The second-generation glycopeptides, or "lipoglycopeptides", have better binding to Lipid II due to the lipophilic moieties, expanding the antibacterial spectrum. Telavancin also has a hydrophilic moiety attached to enhance tissue distribution and reduce nephrotoxicity.

==History==
Vancomycin was isolated in 1953 and used clinically by 1958, while teicoplanin was discovered in 1978 and became clinically-available in 1984. Telavancin is a semi-synthetic lipoglycopeptide derivative of vancomycin approved by FDA in 2009.

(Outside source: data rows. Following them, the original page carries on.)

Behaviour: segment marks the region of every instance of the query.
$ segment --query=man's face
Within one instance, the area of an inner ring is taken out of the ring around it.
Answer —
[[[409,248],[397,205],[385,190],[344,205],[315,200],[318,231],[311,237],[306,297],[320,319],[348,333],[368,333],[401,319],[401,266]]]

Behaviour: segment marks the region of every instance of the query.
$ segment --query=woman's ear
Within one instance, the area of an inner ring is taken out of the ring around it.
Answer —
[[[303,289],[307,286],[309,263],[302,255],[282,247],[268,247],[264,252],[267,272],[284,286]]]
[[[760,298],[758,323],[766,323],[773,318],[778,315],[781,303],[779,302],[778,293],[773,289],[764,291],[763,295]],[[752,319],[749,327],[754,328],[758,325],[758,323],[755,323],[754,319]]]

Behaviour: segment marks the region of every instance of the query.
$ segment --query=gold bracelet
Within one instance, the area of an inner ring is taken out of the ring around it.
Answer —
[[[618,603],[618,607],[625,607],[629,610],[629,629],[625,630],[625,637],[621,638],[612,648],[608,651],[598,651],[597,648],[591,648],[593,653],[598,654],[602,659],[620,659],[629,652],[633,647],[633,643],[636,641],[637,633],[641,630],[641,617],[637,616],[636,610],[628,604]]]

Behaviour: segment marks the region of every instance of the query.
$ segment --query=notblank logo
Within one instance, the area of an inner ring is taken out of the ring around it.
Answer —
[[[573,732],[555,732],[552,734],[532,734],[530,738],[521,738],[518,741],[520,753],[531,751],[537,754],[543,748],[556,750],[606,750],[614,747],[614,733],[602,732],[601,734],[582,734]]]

Teicoplanin has historically been more widely marketed - and thus more used - in Europe compared to the U.S. It has more fatty acid chains than vancomycin and is considered to be 50 to 100 times more lipophilic. Teicoplanin also has an increased half-life compared to vancomycin, as well as having better tissue penetration. It can be two to four times more active than vancomycin, but it does depend upon the organism. Teicoplanin is more acidic, forming water-soluble salts, so it can be given intramuscularly. Teicoplanin is much better at penetrating leukocytes and phagocytes than vancomycin.

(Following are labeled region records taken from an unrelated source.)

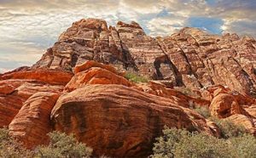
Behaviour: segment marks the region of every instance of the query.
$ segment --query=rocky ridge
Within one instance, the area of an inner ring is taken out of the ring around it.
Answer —
[[[0,127],[30,149],[59,130],[95,155],[144,157],[165,125],[218,137],[196,105],[256,135],[255,48],[236,34],[183,28],[151,37],[136,22],[81,20],[35,65],[0,76]],[[149,82],[131,82],[127,71]]]

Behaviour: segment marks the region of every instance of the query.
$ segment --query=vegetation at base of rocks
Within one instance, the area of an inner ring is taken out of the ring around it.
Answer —
[[[32,157],[33,152],[22,147],[22,144],[9,136],[7,128],[0,128],[0,157]]]
[[[211,117],[210,120],[214,121],[219,127],[221,137],[224,138],[239,137],[247,133],[247,129],[243,126],[236,125],[229,119]]]
[[[49,133],[49,144],[37,147],[34,150],[26,150],[22,144],[9,136],[8,129],[0,128],[0,157],[11,158],[72,158],[90,157],[92,150],[79,143],[73,134],[60,132]]]
[[[148,79],[135,72],[126,72],[125,77],[133,82],[148,82]]]
[[[90,157],[92,150],[86,144],[79,143],[73,134],[53,132],[49,134],[50,142],[47,146],[37,148],[37,156],[51,157]]]
[[[211,117],[210,110],[207,106],[201,106],[195,104],[193,101],[189,102],[189,109],[196,111],[198,114],[205,118]]]
[[[172,157],[254,157],[256,138],[248,134],[227,139],[203,133],[189,133],[184,129],[168,128],[157,138],[152,158]]]

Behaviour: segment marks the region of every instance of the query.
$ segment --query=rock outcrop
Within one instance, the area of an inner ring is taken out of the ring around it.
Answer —
[[[86,60],[133,70],[173,86],[200,89],[223,85],[242,94],[255,95],[256,41],[236,34],[210,35],[183,28],[166,37],[151,37],[136,22],[81,20],[63,32],[32,66],[71,70]]]
[[[165,125],[212,133],[206,120],[190,110],[113,84],[85,86],[62,95],[51,118],[55,129],[75,133],[98,155],[113,157],[148,155]]]
[[[149,78],[132,82],[125,72]],[[256,42],[183,28],[151,37],[136,22],[74,22],[32,67],[0,75],[0,127],[27,148],[74,133],[95,155],[146,157],[165,125],[220,136],[193,110],[256,135]]]

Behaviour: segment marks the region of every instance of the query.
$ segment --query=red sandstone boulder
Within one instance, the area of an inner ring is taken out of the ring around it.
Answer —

Since 2002, isolates of vancomycin-resistant Staphylococcus aureus (VRSA) have been found in the USA and other countries.

Glycopeptides have typically been considered the last effective line of defense for cases of MRSA, however, several newer classes of antibiotics have proven to have activity against MRSA- including, in 2000, linezolid of the oxazolidinone class, and in 2003 daptomycin of the lipopeptide class.

==Research==
Several derivatives of vancomycin are currently being developed, including oritavancin and dalbavancin (both lipoglycopeptides). Possessing longer half-lives than vancomycin, these newer candidates may demonstrate improvements over vancomycin due to less frequent dosing and activity against vancomycin-resistant bacteria.

==Administration==
Vancomycin is usually given intravenously, as an infusion, and can cause tissue necrosis and phlebitis at the injection site if given too rapidly. Pain at the site of injection is indeed a common adverse event. One of the side effects is red man syndrome, an idiosyncratic reaction to bolus caused by histamine release. Some other side-effects of vancomycin are nephrotoxicity including kidney failure and interstitial nephritis, blood disorders including neutropenia, and deafness, which is reversible once therapy has stopped. Over 90% of the dose is excreted in the urine, therefore there is a risk of accumulation in patients with renal impairment, so therapeutic drug monitoring (TDM) is recommended.

Oral preparations of vancomycin are available, however, they are not absorbed from the lumen of the gut, so are of no use in treating systemic infections. The oral preparations are formulated for the treatment of infections within the gastrointestinal tract, Clostridioides difficile, for example.